One of the first aspects about this story that struck me was the most obvious subject-matter, cooking, but more to the point, cooking without sight. Though my knife skills are improving daily with more precision and ease, I certainly make mistakes and I’m able to SEE those mistakes. Christine’s ability astounds and encourages me to challenge my other senses more. Yes, I’ve seen videos of big name chefs who speed dice without looking, but the ability to artfully use their knives takes confidence that is built up with years of practice coupled with the ease of knowing they could look down for accuracy at any time. All of this to say, when you love something enough–however illogical it may seem to others–find a way to make it work!
Next, I was struck by the manner in which the piece addresses, subtly, that we are all forced to relinquish power at some point in our lives. There are times when the circumstances that surface this ‘release of power’ are more unpleasant for some than others, and oftentimes, not our choice. In the world of food, there are many certainties–produce tastes better when it is in season– and uncertainties–will the frost this winter ruin the crops? However, it occurred to me while reading this piece that very few of us recognize what an amazing gift it is to be able to transform a semi-ordinary bundle of veggies into a gourmet meal for yourself or a group of people. And aren’t we all convalescing due to the abrasions of day-to-day life? It would be easy to let such a traumatic event turn oneself into a surly person, but Christine’s story implies just the opposite.

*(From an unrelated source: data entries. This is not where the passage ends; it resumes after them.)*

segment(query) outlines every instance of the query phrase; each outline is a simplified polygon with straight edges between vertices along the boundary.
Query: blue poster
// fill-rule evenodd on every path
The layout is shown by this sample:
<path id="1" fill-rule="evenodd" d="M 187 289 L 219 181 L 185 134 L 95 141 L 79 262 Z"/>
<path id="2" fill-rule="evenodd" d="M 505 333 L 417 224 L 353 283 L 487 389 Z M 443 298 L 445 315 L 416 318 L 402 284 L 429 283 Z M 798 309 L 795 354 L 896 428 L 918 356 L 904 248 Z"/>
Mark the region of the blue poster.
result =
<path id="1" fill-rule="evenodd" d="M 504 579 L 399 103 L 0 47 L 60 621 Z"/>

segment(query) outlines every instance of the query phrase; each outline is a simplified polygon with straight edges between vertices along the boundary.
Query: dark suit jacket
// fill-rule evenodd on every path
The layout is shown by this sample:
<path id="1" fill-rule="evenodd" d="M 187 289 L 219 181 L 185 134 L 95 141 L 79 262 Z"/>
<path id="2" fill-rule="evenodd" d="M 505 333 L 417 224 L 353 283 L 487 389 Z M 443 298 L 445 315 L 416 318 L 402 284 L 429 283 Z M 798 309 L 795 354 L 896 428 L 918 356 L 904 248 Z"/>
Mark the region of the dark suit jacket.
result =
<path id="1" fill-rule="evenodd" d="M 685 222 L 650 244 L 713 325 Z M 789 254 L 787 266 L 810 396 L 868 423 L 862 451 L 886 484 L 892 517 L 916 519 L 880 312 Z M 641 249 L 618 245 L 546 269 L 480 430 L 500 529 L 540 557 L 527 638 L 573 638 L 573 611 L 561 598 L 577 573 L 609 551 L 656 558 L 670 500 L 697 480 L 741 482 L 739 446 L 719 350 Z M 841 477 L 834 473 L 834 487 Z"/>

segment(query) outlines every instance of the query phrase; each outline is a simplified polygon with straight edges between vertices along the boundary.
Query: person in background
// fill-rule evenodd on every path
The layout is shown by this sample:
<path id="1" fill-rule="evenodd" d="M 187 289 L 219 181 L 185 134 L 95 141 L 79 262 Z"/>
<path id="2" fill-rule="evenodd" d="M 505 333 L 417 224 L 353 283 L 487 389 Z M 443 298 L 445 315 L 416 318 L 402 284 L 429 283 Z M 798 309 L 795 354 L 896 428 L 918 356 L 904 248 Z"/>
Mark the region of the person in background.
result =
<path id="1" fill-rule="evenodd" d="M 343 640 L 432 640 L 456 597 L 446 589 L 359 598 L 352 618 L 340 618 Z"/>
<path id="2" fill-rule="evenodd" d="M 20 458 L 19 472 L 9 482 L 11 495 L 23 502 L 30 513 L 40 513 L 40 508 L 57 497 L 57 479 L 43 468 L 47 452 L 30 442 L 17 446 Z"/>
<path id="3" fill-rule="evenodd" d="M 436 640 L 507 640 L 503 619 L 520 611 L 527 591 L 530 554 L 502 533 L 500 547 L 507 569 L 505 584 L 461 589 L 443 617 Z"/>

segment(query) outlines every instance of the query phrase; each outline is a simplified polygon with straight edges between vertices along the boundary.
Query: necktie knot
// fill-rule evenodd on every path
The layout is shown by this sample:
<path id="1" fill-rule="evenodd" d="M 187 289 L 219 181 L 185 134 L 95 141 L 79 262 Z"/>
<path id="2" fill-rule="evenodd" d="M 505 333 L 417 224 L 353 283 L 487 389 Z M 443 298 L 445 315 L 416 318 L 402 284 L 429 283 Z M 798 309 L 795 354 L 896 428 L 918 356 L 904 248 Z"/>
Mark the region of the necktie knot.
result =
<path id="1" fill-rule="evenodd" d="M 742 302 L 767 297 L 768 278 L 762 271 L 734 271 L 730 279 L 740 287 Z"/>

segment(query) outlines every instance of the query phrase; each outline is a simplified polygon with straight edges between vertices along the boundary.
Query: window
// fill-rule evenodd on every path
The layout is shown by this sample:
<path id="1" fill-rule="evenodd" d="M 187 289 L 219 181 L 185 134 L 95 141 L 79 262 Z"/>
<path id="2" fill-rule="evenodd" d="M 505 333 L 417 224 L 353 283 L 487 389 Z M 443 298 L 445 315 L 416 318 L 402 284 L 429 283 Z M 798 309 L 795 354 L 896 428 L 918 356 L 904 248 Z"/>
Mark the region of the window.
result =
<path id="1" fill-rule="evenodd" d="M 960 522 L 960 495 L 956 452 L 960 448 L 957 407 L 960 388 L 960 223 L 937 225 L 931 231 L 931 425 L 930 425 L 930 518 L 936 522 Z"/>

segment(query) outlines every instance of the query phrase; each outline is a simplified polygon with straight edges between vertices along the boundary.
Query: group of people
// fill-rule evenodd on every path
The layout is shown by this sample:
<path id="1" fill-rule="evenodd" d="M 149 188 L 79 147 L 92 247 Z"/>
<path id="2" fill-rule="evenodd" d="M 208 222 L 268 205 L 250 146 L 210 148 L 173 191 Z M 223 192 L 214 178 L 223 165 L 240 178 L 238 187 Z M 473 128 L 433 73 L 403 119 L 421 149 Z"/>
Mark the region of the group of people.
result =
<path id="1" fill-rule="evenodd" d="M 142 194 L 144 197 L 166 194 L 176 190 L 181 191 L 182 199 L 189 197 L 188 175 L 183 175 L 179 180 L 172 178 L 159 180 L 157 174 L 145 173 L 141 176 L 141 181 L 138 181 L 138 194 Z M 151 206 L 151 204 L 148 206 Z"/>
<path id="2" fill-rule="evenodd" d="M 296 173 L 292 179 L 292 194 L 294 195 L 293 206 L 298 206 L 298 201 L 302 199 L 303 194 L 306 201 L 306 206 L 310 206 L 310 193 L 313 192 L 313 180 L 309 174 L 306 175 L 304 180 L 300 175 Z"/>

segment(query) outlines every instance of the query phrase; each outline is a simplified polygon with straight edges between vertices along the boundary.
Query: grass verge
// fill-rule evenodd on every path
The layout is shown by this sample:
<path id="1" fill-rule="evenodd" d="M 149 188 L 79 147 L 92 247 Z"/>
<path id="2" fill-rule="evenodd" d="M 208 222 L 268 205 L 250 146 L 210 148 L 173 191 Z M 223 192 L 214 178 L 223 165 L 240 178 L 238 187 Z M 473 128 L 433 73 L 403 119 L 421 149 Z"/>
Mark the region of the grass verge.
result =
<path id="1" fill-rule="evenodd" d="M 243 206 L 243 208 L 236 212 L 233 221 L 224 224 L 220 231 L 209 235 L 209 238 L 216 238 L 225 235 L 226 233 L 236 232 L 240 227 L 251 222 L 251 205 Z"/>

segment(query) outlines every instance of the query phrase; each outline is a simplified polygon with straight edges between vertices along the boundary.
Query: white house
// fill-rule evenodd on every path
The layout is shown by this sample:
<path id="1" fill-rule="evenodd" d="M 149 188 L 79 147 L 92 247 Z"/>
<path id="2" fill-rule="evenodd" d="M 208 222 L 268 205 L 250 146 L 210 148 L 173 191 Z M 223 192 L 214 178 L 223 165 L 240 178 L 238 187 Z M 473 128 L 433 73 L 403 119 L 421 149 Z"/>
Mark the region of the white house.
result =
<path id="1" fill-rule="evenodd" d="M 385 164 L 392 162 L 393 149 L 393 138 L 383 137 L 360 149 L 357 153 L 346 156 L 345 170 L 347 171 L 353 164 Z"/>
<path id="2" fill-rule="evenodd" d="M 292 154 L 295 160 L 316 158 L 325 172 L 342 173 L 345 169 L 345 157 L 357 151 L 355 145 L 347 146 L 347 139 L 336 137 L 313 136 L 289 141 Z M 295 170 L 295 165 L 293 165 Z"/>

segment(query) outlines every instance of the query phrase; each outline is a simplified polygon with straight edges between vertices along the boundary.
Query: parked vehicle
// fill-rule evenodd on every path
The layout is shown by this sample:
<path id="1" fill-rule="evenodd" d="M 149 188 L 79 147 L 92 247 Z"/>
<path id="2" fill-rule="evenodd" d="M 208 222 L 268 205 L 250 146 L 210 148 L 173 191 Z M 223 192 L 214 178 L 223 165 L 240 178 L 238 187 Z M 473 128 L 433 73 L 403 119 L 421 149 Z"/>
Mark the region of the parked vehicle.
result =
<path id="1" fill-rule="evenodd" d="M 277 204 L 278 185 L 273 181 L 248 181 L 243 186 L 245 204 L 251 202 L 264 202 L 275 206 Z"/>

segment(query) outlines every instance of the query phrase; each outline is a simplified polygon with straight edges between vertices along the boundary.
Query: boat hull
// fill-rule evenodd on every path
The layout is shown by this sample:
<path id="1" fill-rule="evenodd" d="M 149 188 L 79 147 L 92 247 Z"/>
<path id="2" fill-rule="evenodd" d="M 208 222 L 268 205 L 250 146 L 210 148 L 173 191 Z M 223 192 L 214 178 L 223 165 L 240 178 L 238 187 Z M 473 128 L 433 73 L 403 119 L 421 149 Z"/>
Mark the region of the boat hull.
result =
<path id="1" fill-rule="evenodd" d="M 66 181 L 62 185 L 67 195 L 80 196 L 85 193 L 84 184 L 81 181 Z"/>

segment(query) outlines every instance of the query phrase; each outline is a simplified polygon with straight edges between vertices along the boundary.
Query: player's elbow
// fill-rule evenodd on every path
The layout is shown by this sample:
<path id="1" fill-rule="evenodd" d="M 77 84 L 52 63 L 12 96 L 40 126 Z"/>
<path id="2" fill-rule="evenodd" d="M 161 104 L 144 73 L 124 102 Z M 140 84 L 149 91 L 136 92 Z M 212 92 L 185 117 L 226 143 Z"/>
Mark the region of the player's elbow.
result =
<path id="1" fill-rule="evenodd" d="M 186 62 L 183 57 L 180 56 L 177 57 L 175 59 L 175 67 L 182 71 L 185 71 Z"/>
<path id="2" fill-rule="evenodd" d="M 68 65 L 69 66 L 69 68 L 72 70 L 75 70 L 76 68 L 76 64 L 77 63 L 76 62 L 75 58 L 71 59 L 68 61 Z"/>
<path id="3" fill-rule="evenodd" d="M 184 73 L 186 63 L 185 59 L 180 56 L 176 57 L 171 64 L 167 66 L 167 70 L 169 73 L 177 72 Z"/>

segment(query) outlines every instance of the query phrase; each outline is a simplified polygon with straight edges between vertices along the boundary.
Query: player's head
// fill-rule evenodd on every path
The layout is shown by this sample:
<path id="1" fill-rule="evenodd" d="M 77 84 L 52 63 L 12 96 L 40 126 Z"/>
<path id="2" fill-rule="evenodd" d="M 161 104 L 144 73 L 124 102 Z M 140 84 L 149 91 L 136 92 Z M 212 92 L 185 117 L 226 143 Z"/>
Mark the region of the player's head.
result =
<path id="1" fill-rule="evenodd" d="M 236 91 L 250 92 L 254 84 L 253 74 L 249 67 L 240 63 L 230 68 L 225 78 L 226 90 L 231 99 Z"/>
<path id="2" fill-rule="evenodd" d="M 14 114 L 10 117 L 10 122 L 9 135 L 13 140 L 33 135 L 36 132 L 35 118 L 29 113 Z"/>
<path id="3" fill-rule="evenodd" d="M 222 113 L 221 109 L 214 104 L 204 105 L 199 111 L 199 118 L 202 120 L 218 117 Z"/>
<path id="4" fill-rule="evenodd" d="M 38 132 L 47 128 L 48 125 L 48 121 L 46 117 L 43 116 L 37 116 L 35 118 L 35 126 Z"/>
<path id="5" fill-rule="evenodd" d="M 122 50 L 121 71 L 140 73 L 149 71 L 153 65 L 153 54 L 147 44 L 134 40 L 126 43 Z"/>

On a more personal level; I can say I have not yet experienced anything as traumatic as what Christine Ha went through, however I have certainly had, and still have, obstacles on my food journey. Reading her story has made me all the happier I haven’t thrown in the flag. We only have one life, and it is our choice to make the most of it, whatever that means to you. Close your eyes and envision the role food plays in your life, whether it’s on an activism level or right in your backyard. Allow yourself the gift of self-appreciation, as we all do this too seldom.
I hope when you read this culinary adventure tale, you will be just as captivated and moved as I was. Inspiration shows itself when you least expect it and in the strangest places. Thanks world for not letting me down!
Tell me about a hardship or road block that interrupted your food journey and how you were able to move beyond it or what you are still doing to overcome the set-back. And remember…bite responsibly!